Muricy, que já havia conquistado o estadual em 2003, repetiu a escrita, também ficou perto da taça do Brasileirão pelo Internacional e abriu caminho para o tricampeonato no São Paulo.
Mal sabiam que, anos depois, um assumiria a seleção brasileira após o outro não entrar em acordo com o Fluminense, clube que dirigia à epoca.
Hoje, a situação é outra. Serve como redenção.
Mano parece se sentir em casa no Corinthians, onde viveu dois de seus melhores anos como profissional.
Campeão da Série B em 2008 e da Copa do Brasil e Campeonato Paulista, foi alçado à categoria de técnico de seleção brasileira.
Em 2010, assumiu o principal cargo do futebol nacional e teve dificuldades, apesar de deixar uma base que é hoje utilizada por Luiz Felipe Scolari.
Muito questionado, Mano não conquistou títulos relevantes pela Seleção – apenas duas edições do esvaziado Superclássico das Américas, contra a Argentina.
Foi eliminado nas quartas de final da Copa América de 2011 e adiou mais uma vez o sonho do ouro olímpico com uma derrota na final de Londres, em 2012, contra o México.
Demitido em novembro do mesmo ano, mostrou-se decepcionado a ponto de, em sua volta ao Corinthians, proferir uma frase bombástica:
– Não penso em seleção brasileira e provavelmente não vou pensar nos próximos dez anos.
Não cometo o mesmo erro duas vezes, então certamente não vou sair daqui para ir para a seleção brasileira.

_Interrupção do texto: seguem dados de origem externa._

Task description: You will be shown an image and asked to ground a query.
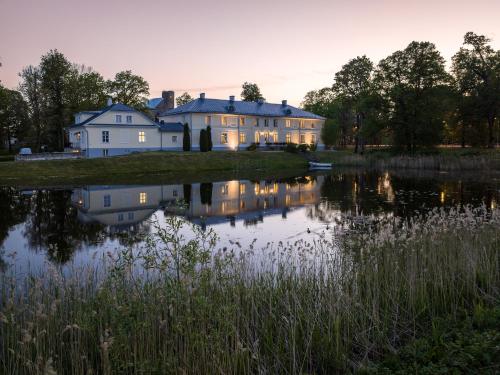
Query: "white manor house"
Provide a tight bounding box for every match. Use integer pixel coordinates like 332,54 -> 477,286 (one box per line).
67,91 -> 325,157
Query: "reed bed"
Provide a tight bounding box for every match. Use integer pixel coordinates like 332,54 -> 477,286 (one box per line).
0,207 -> 500,374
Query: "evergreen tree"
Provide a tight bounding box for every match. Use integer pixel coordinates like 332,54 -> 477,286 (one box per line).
182,122 -> 191,151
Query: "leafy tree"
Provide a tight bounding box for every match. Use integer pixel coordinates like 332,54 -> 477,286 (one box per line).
241,82 -> 265,102
452,32 -> 500,147
19,65 -> 45,152
375,42 -> 450,151
207,125 -> 214,151
332,56 -> 373,152
182,122 -> 191,151
175,92 -> 193,107
200,129 -> 208,152
107,70 -> 149,111
40,50 -> 71,151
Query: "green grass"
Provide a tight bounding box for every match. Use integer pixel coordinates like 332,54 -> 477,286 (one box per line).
0,152 -> 307,185
0,208 -> 500,375
316,148 -> 500,171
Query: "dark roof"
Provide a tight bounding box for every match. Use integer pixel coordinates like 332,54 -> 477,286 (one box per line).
146,98 -> 163,109
160,98 -> 324,120
69,103 -> 148,128
158,122 -> 184,133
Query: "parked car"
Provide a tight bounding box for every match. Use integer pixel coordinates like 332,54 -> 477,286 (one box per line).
19,147 -> 31,155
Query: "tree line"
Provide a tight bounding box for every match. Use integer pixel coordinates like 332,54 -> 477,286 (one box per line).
302,32 -> 500,152
0,50 -> 149,151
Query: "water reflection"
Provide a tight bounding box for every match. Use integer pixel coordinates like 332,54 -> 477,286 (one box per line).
0,171 -> 500,267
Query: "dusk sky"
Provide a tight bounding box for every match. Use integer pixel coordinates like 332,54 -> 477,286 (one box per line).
0,0 -> 500,105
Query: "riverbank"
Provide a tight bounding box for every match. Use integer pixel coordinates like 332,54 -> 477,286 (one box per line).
0,207 -> 500,375
316,148 -> 500,171
0,152 -> 307,186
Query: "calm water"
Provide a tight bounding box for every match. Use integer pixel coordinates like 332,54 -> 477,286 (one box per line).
0,171 -> 500,272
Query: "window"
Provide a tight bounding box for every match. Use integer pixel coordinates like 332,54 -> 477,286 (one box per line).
103,195 -> 111,207
102,130 -> 109,143
240,133 -> 247,143
220,133 -> 227,145
139,132 -> 146,143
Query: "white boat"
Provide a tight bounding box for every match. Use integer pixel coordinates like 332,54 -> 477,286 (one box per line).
309,161 -> 332,169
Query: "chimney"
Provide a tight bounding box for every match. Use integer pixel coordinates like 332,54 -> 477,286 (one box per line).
161,91 -> 175,109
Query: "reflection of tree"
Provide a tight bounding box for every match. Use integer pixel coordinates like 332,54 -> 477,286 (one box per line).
25,190 -> 106,263
0,187 -> 29,247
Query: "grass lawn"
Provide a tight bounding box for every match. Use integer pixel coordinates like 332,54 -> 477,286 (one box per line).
0,152 -> 307,185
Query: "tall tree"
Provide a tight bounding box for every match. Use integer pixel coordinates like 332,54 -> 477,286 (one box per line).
241,82 -> 265,102
40,50 -> 71,151
375,42 -> 450,151
107,70 -> 149,111
19,65 -> 45,152
332,56 -> 373,152
452,32 -> 500,147
175,92 -> 193,107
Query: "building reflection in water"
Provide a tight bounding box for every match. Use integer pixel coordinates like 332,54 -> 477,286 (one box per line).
71,176 -> 324,231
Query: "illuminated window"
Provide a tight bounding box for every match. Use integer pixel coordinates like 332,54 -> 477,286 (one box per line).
139,132 -> 146,143
103,195 -> 111,207
240,133 -> 247,143
220,133 -> 227,145
102,130 -> 109,143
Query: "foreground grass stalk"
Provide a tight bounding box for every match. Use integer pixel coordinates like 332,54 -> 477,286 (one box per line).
0,207 -> 500,374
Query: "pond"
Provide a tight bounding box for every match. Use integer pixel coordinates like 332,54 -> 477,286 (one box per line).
0,170 -> 500,274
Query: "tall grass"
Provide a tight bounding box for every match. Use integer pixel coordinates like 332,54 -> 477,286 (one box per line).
0,207 -> 500,374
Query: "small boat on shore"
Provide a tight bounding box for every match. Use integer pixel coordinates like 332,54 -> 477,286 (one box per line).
309,161 -> 332,169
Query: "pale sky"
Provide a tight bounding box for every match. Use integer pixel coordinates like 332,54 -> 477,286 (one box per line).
0,0 -> 500,105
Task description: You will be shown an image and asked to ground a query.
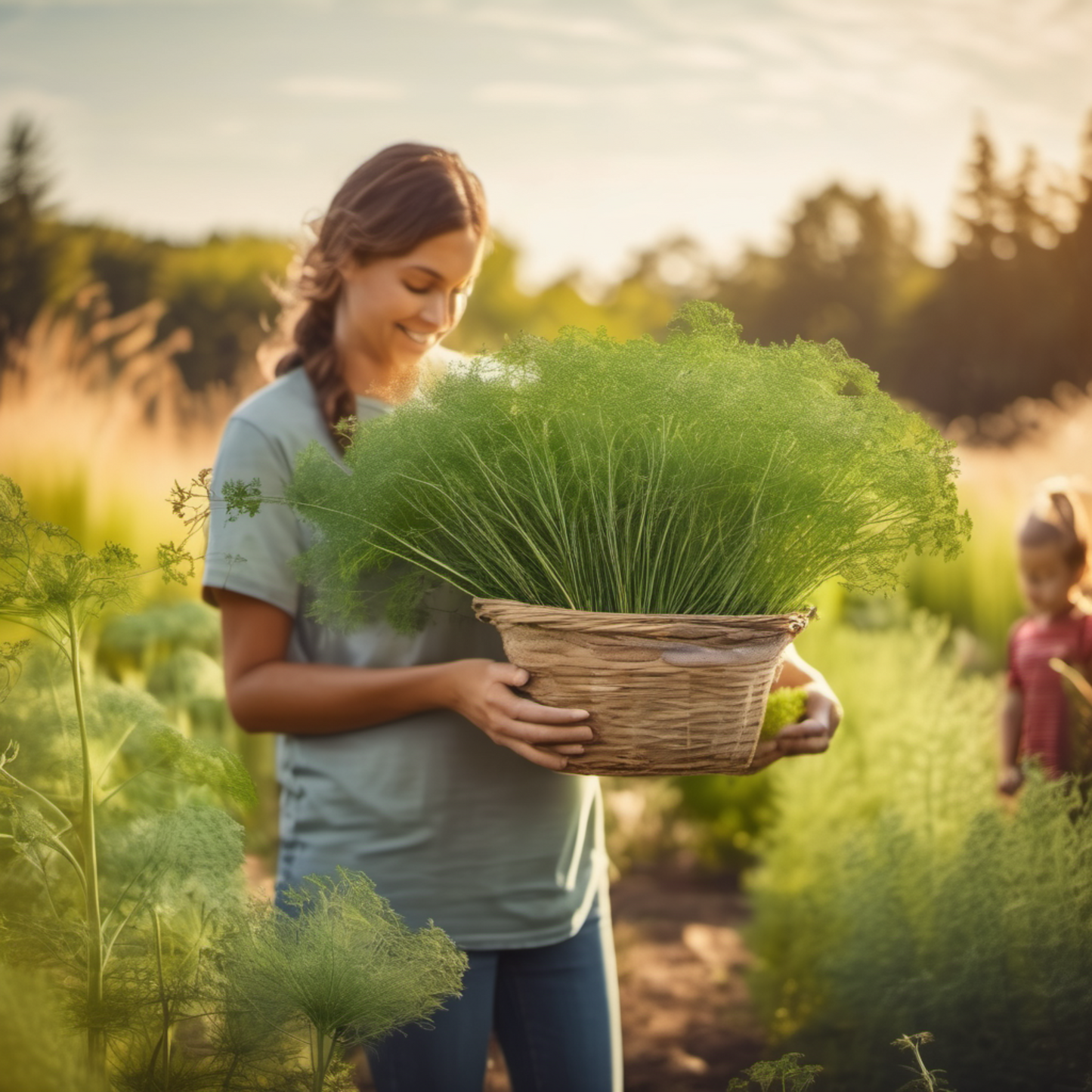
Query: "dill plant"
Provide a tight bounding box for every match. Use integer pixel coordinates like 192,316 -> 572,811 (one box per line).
0,476 -> 463,1092
748,614 -> 1092,1092
261,302 -> 969,628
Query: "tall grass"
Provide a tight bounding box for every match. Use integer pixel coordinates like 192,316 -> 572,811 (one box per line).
0,289 -> 258,556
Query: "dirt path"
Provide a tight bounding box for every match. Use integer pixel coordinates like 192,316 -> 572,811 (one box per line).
486,869 -> 763,1092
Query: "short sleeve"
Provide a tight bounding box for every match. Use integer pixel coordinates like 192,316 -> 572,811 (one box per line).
202,417 -> 306,617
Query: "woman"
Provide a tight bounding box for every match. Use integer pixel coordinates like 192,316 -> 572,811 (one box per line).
204,144 -> 837,1092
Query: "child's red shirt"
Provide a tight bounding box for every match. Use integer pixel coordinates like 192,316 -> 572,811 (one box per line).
1008,613 -> 1092,778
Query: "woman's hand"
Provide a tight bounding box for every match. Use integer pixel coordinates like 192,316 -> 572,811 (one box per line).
446,660 -> 592,770
747,677 -> 842,773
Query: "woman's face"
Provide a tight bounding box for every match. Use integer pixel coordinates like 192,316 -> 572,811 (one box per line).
336,227 -> 483,393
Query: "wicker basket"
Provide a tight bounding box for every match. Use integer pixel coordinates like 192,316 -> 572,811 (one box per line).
474,599 -> 810,775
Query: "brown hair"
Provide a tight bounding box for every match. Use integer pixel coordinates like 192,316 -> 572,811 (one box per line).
1016,477 -> 1089,569
277,144 -> 488,447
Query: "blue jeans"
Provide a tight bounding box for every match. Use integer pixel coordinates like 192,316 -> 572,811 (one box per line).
368,908 -> 621,1092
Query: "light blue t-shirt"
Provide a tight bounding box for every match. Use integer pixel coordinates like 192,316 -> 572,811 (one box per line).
203,369 -> 606,948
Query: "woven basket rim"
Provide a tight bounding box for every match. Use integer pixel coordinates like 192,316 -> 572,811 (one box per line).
473,599 -> 815,640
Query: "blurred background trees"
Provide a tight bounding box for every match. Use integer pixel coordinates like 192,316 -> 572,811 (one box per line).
0,107 -> 1092,420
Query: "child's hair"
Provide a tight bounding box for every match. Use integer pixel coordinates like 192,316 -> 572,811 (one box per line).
1016,477 -> 1089,569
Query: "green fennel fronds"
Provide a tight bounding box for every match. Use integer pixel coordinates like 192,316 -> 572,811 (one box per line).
258,302 -> 970,629
729,1050 -> 822,1092
231,869 -> 466,1092
761,685 -> 808,739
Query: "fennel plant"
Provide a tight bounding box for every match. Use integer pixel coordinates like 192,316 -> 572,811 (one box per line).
0,477 -> 463,1092
243,302 -> 970,629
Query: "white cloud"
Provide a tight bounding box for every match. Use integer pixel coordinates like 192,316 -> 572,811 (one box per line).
471,79 -> 587,108
657,42 -> 746,71
469,8 -> 638,45
277,76 -> 407,103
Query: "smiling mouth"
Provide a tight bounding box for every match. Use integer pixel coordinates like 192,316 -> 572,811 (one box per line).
398,323 -> 436,346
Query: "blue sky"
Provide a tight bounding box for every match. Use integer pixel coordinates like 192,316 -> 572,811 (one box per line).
0,0 -> 1092,280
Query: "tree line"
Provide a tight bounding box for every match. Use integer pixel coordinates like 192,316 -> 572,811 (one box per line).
0,116 -> 1092,419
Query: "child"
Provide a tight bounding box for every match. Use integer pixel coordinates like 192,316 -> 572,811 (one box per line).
997,478 -> 1092,795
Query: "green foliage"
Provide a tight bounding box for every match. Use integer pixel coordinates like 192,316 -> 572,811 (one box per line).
0,962 -> 106,1092
0,477 -> 466,1092
729,1052 -> 822,1092
0,116 -> 57,349
761,685 -> 808,739
231,869 -> 466,1092
0,475 -> 137,650
150,235 -> 292,388
271,304 -> 969,628
750,615 -> 1092,1092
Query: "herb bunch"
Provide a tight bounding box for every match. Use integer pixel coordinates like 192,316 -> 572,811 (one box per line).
277,302 -> 970,628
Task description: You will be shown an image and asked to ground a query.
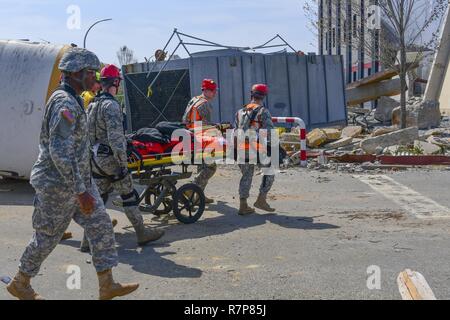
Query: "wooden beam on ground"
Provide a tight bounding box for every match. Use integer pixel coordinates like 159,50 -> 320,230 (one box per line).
345,79 -> 400,106
397,269 -> 436,300
347,62 -> 419,89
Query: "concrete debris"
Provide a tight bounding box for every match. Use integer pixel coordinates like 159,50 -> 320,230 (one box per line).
345,79 -> 401,106
360,127 -> 419,154
383,145 -> 401,156
371,126 -> 398,137
427,136 -> 450,148
323,129 -> 342,141
374,97 -> 400,123
420,128 -> 450,140
414,140 -> 442,155
280,133 -> 300,143
325,137 -> 353,149
342,126 -> 363,138
306,129 -> 328,148
392,97 -> 441,129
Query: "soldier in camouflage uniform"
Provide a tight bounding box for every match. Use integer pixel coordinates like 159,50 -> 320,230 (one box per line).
7,48 -> 139,300
235,84 -> 275,215
81,65 -> 164,252
182,79 -> 217,203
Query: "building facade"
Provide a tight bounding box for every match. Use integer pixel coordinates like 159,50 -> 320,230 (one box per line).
318,0 -> 383,83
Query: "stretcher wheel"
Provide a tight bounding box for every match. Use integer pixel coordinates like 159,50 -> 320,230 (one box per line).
144,185 -> 172,216
173,183 -> 205,224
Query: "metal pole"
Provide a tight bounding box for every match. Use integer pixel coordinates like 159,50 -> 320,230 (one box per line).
149,42 -> 181,88
178,32 -> 251,50
83,19 -> 112,49
277,34 -> 297,52
147,29 -> 177,79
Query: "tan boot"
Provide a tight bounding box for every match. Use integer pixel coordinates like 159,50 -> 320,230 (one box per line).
134,224 -> 164,246
6,271 -> 44,300
97,269 -> 139,300
239,198 -> 255,216
61,232 -> 73,241
253,193 -> 275,212
205,196 -> 214,204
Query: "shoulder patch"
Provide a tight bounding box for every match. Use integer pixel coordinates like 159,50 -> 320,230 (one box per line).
61,108 -> 75,124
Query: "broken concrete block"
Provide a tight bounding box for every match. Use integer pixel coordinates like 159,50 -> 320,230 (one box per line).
342,126 -> 362,138
280,133 -> 300,143
290,151 -> 301,166
325,137 -> 353,149
383,145 -> 401,156
414,140 -> 442,155
420,128 -> 448,140
371,127 -> 398,137
392,98 -> 441,130
427,136 -> 450,148
345,79 -> 400,106
374,97 -> 400,123
306,129 -> 328,148
323,129 -> 342,141
360,127 -> 419,154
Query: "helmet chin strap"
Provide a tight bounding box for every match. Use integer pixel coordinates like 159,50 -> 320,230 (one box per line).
72,69 -> 90,91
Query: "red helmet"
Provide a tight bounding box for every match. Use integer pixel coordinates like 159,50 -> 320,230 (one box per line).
202,79 -> 217,91
252,84 -> 269,96
100,64 -> 122,80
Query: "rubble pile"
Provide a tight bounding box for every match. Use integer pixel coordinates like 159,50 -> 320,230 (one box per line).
280,98 -> 450,173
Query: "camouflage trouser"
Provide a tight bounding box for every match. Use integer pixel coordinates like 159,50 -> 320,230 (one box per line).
19,185 -> 118,277
95,168 -> 144,227
239,163 -> 275,199
194,163 -> 217,190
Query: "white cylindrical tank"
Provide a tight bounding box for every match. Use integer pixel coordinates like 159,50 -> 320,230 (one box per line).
0,40 -> 69,178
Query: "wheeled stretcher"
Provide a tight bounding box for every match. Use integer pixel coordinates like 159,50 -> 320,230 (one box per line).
128,124 -> 225,224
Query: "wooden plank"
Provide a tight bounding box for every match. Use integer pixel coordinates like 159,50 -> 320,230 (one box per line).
397,269 -> 436,300
347,69 -> 398,89
378,155 -> 450,166
345,79 -> 400,106
347,62 -> 419,89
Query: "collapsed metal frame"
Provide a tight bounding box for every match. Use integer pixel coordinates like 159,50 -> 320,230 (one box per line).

A passagem meteórica pelo Flamengo não ajudou a melhorar sua imagem no cenário nacional.
Três meses e 22 jogos depois de ter sido apresentado como técnico rubro-negro, ele pediu demissão e alegou que “não conseguia passar para o grupo aquilo que pensa de futebol”.
Bastante criticado, viveu um período sabático de setembro até dezembro, quando recebeu contato do Corinthians.
De volta, ele mira a reação onde se sente em casa e virou um dos técnicos mais desejados e bem pagos do Brasil.
O clássico deste domingo é mais uma chance de Mano mostrar que está colocando o Corinthians nos trilhos.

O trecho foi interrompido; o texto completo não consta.